Trump Administration Sanctions Iran’s Central Bank

(The Washington Post) —
trump iran sanctions
President Donald Trump speaking during a news conference with Australian Prime Minister Scott Morrison in the East Room of the White House, Friday. (AP Photo/Patrick Semansky)

President Donald Trump announced new sanctions Friday on Iran’s central bank, calling them “the highest sanctions ever imposed on a country,” and saying that Iran is “practically broke.”

“It looks to me like they want to keep going at it. . . . And when they go at it with us, there’s no way they win,” he said, a day after Iranian Foreign Minister Mohammad Javad Zarif said that any military strike against his country would bring “all-out war.”

Iran’s sovereign wealth fund, the National Development Fund, was also sanctioned. U.S. officials charge that the multibillion-dollar fund is used to fund military and terrorist operations.

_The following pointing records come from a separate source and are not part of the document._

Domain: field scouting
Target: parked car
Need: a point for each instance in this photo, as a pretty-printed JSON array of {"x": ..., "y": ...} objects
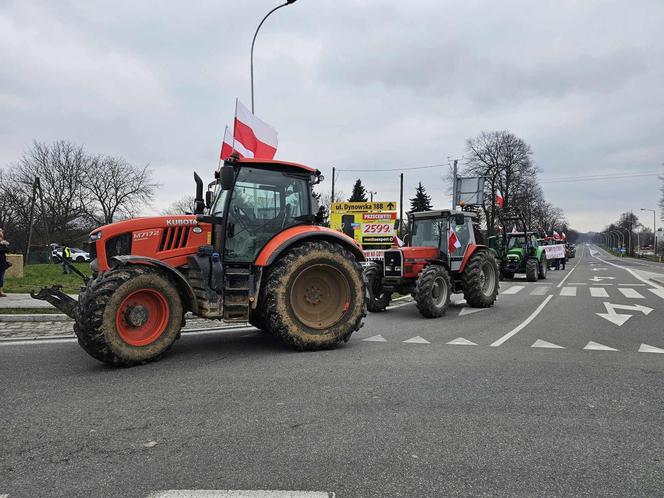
[{"x": 77, "y": 255}]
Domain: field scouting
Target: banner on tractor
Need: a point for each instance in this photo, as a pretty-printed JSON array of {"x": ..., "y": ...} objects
[
  {"x": 369, "y": 223},
  {"x": 555, "y": 252}
]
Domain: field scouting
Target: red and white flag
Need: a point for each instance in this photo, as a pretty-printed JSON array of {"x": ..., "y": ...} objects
[
  {"x": 252, "y": 136},
  {"x": 453, "y": 242},
  {"x": 226, "y": 145}
]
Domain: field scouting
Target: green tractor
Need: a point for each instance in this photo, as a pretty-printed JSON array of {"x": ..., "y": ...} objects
[{"x": 519, "y": 252}]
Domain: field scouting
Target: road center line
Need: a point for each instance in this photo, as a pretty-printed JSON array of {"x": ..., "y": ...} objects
[
  {"x": 523, "y": 324},
  {"x": 583, "y": 253}
]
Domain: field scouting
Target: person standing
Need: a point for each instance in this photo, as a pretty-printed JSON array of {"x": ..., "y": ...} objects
[
  {"x": 66, "y": 256},
  {"x": 4, "y": 264}
]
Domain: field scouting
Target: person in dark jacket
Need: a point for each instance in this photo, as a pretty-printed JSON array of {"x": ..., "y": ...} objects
[{"x": 4, "y": 264}]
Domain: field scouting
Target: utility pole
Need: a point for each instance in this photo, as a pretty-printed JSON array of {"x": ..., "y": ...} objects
[
  {"x": 454, "y": 175},
  {"x": 401, "y": 205}
]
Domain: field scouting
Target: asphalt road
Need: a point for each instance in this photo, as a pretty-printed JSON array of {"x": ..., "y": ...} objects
[{"x": 379, "y": 417}]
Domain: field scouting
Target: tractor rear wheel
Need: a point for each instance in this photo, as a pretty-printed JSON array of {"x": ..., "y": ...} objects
[
  {"x": 432, "y": 292},
  {"x": 479, "y": 280},
  {"x": 315, "y": 296},
  {"x": 531, "y": 270},
  {"x": 543, "y": 268},
  {"x": 129, "y": 316},
  {"x": 379, "y": 298}
]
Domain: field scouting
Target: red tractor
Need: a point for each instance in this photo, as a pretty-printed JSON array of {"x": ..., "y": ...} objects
[
  {"x": 433, "y": 267},
  {"x": 251, "y": 252}
]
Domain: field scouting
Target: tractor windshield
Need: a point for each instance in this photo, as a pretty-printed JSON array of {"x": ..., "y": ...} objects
[
  {"x": 263, "y": 203},
  {"x": 429, "y": 232}
]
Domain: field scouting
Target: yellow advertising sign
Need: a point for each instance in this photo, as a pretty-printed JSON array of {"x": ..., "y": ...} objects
[{"x": 369, "y": 223}]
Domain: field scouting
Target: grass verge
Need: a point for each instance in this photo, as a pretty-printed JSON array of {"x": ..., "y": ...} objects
[{"x": 38, "y": 276}]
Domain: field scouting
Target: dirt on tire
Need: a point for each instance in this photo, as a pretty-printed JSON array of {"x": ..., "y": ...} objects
[
  {"x": 379, "y": 299},
  {"x": 433, "y": 291},
  {"x": 531, "y": 270},
  {"x": 328, "y": 271},
  {"x": 479, "y": 280},
  {"x": 96, "y": 327}
]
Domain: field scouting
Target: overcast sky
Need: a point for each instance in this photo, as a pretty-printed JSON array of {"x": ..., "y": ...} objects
[{"x": 348, "y": 83}]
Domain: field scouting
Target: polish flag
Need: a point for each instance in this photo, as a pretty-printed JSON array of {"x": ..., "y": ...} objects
[
  {"x": 226, "y": 145},
  {"x": 252, "y": 136},
  {"x": 453, "y": 243}
]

Treasury Secretary Steven Mnuchin, who joined Trump at an Oval Office meeting with the visiting prime minister of Australia, said that “we’ve now cut off all source of funds to Iran.”

Trump promised the new sanctions earlier this week after cruise missiles and drone strikes against Saudi oil facilities that both the United States and Saudi Arabia have charged came from Iran. They follow a series of “maximum pressure” measures including a ban on Iranian oil exports.

Trump is scheduled to meet later Friday with his national security team to discuss additional options to respond to Iran.

“Going into Iran would be a very easy decision,” Trump said at a press conference with Australian Prime Minister Scott Morrison after their Oval Office session. “Most people thought I would go in within two seconds,” he said, referring to a U.S. military strike. “But plenty of time, plenty of time.”

“I think I’m showing great restraint. A lot of people respect it, some people don’t,” he said, referring to advice he’s received about a possible U.S. military strike. “I don’t do it for anybody. I do it for the United States, what’s good for our allies. And it’s working out very well.”

The Treasury Department charged that the Central Bank of Iran, whose directors were sanctioned last year, provides funding directly to the Islamic Revolutionary Guard Corps-Quds Force, itself designated as a terrorist organization for its support of proxy militias in Iraq, Syria, Yemen and elsewhere.

Other governments are now “on notice that they are risking the integrity of their financial systems by continuing to work with the Iranian regime’s arm of terror finance, its Central Bank,” Sigal Mandelker, the top Treasury official on terrorism finance, said in a statement.

The central bank was first sanctioned by Congress in 2011, but those restrictions were lifted by the Obama administration under the 2015 Iran nuclear deal. Trump reimposed them, and the new measures, under executive order, add an additional layer.

Sanctions on the National Development Fund, however, are a first.